Three shapes, one representation

All three shapes share the same underlying struct. There is no separate data type for each — the same fields describe all three, and the execution engine never needs to know in advance which shape it is reading.

Dense

The default. Every row has its own value stored in sequence. Used when cardinality is genuinely high or when data has already been fully materialised.

Dictionary

A high-cardinality column is split into two parts: a small table of unique values (the dictionary), and a compact array of integer codes — one per row — each pointing into that table. A billion-row column with 200 distinct strings stores 200 strings plus one billion small integers, rather than one billion full strings.

Predicate evaluation becomes even cheaper than the memory saving suggests. To test whether country = 'AU', the engine checks each of the 200 dictionary entries once, builds a tiny lookup table of matches, then scans the billion codes. No string comparison per row — just a table lookup per code.

Parquet's RLE_DICTIONARY encoding on disk maps directly to this shape in memory. There is no expansion step at read time.

Constant

When every row in a chunk has the same value — a literal in a SQL expression, a column with a single run of identical values, a scalar broadcast — Draken stores exactly one value and a row count. Reading "all N rows" costs the same as reading one.

Constants arise more often than expected. The right-hand side of WHERE region = 'APAC' is a constant. A Parquet page where every row in a row group shares one value becomes a constant when decoded. A CASE expression that always takes the same branch produces a constant result.
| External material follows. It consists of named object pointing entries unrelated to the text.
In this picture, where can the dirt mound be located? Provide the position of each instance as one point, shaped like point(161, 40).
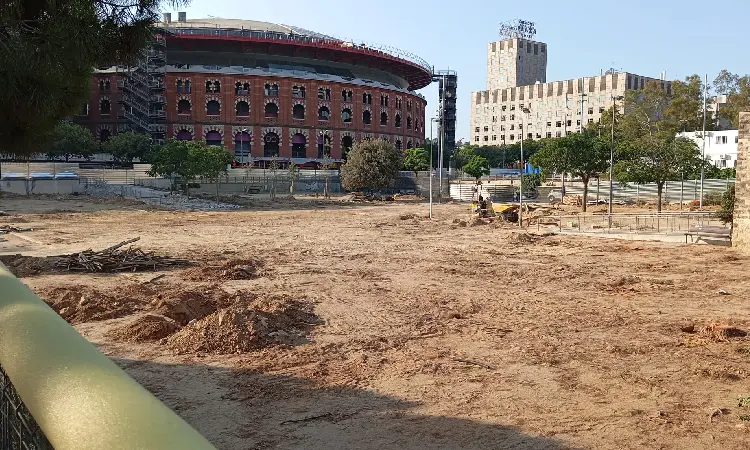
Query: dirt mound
point(25, 266)
point(231, 269)
point(244, 328)
point(185, 305)
point(720, 333)
point(150, 327)
point(79, 304)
What this means in practice

Memory use scales with distinct values, not row count. A 100-million-row dictionary column with 500 distinct values uses roughly the same memory as 500 values plus 100 million small integers. At 1-byte codes (up to 256 distinct values), that is around 100 MB for the codes and kilobytes for the dictionary — compared to gigabytes for the same data stored flat.

Work scales with what is unique, not what is repeated. When evaluating a predicate against a dictionary column, the engine works over the dictionary once. The result for each row is a table lookup. This is why queries filtering on low-cardinality string columns — status codes, categories, country names — are disproportionately fast.

Constants are zero-copy. Broadcasting a scalar to N rows costs nothing: the single stored value is read in place for every row. No allocation, no fill loop. This matters particularly for expressions involving literals and for columns that become uniform after an earlier filter step.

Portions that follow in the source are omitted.